= Moon Transportation Authority =

The Moon Transportation Authority (MTA) is an authority board that was created in 1986 by a resolution agreed to by Moon Township, Pennsylvania and the Moon Area School District. The MTA is funded through the diversion of local property taxes collected to fund the school district and township; this is called a Local Economic Revitalization Tax Assistance (LERTA) Revenue Allocation Program (RAP).

==History==
The MTA was established to promote infrastructure and economic development in Moon Township. Since its inception, it has financed and constructed three new interchanges and several connector roads along Business Route 60. Each project has enhanced the transportation network in Moon Township and opened hundreds of acres of land for development.
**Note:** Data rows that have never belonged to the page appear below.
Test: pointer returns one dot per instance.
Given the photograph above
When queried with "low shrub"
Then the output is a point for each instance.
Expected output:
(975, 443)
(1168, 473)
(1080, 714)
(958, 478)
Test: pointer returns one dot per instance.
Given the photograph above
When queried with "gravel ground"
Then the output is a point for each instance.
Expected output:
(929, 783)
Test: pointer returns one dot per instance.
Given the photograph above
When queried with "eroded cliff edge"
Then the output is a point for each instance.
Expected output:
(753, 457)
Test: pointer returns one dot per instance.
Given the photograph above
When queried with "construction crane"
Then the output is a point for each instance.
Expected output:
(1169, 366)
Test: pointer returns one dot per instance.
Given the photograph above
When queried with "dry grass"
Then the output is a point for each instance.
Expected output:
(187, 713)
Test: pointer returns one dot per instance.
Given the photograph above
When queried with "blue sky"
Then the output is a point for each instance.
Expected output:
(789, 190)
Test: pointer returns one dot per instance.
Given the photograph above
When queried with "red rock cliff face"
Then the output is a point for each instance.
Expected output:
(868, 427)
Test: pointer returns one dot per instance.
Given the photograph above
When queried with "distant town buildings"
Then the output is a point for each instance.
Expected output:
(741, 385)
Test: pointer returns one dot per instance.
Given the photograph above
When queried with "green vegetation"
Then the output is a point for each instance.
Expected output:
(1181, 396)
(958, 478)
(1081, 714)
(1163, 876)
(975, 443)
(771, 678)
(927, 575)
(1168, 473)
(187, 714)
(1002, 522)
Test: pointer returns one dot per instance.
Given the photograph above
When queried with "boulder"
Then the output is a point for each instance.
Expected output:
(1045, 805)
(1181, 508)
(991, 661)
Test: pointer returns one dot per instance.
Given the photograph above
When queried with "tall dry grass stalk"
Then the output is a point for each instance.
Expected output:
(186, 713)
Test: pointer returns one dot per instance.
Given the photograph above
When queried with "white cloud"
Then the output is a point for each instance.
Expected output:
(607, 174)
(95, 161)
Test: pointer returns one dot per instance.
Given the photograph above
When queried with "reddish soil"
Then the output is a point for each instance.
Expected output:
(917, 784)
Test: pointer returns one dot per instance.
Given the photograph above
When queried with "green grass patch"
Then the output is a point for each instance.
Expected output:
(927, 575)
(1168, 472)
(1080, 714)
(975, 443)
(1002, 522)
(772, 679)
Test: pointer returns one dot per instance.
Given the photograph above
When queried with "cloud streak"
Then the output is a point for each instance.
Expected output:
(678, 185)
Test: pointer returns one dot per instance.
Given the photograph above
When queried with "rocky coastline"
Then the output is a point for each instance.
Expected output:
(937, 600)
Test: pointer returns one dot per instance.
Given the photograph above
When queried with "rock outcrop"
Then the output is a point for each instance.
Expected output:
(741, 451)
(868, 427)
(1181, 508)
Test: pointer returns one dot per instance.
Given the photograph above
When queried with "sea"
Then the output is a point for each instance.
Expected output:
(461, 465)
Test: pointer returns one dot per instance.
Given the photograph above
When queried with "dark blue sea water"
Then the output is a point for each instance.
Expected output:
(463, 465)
The MTA is an authority board composed of two representatives from Moon Township, two representatives from the Moon Area School District, and one local business leader. Current Board members are as follows; President Mark Scappe, a member of the MASD Board of Education; Vice President John Hertzer, a member of the Moon Township Board of Supervisors; Secretary Treasurer Thomas Weaver, a local business leader; Michael Hauser, a member of the MASD Board of Education; and James Vitale, a member of the Moon Township Board of Supervisors.

==Controversy==
In the summer of 2020, at a public meeting of the Moon Area School District's Board of Education, several school boards announced they had just become aware that their school board colleague and MTA President Mark Scappe is employed by a company that is awarded MTA contracts. His business, RBS Consultants, was purchased by developer RHEA in 2014, and RHEA frequently contracts with the MTA, including in the summer of 2020. Mr. Scappe expressed no remorse for failing to inform his colleagues of the purchase and resulting conflict of interest, and described the relationship as "not a big deal."